Born in New York City, Ernestine Gilbreth was the daughter of Lillian Moller Gilbreth and Frank Bunker Gilbreth, early 20th-century pioneers of time and motion study and what would now be called organizational behavior. She grew up in Montclair, New Jersey, with 11 siblings.
Gilbreth Carey and one of her younger brothers, Frank Gilbreth, Jr., chronicled the upbringing of the 12 Gilbreth children in their successful, comic memoir Cheaper by the Dozen (1948), which was adapted as an eponymous 1950 film. The pair followed up with a successful sequel, Belles on Their Toes (1950), which was adapted as an eponymous 1952 film.
Ernestine graduated from Smith College and worked as a department store buyer and manager for 14 years. In 1930, she married Charles Everett ("Chick") Carey, Sr., with whom she had two children, Lillian Carey Barley (b. 1938) and Charles Everett Carey, Jr., (b. 1942).
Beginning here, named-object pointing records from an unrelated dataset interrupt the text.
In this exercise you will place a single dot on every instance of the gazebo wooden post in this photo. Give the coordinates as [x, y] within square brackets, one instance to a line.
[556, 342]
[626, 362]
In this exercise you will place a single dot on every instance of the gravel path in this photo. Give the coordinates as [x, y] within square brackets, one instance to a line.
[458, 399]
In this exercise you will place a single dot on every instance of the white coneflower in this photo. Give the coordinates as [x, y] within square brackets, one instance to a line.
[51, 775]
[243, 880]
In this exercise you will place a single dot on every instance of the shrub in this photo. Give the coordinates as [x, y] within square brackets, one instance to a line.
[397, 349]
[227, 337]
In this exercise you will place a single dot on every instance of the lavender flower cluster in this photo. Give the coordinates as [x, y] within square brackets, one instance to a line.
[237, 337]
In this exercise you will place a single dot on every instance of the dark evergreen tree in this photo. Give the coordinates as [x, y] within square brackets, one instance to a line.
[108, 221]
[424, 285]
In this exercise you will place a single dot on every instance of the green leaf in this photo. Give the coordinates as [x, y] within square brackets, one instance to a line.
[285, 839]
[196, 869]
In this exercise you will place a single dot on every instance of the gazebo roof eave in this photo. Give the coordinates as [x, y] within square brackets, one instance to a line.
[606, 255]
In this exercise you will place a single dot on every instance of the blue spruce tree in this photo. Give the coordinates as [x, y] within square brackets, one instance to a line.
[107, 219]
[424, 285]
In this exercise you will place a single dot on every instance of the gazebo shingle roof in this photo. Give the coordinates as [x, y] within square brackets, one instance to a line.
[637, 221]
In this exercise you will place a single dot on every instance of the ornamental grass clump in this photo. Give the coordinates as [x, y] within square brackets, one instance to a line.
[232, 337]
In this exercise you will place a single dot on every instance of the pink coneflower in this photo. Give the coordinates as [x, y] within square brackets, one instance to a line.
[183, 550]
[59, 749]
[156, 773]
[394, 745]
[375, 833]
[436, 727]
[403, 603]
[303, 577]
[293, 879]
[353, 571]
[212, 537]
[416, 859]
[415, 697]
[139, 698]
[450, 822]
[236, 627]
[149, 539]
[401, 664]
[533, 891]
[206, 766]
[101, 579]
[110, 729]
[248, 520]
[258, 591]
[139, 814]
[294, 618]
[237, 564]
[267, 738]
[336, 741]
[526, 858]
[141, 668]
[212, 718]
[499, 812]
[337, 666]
She was the author of several other books, including Rings Around Us, an account of the events that happened from the night she met her future husband, "Chick" Carey, to the night the two watched their daughter dance the Charleston as a high school freshman. Carey resided in Reedley, California.
She died of natural causes in Fresno, California, aged 98, on November 4, 2006.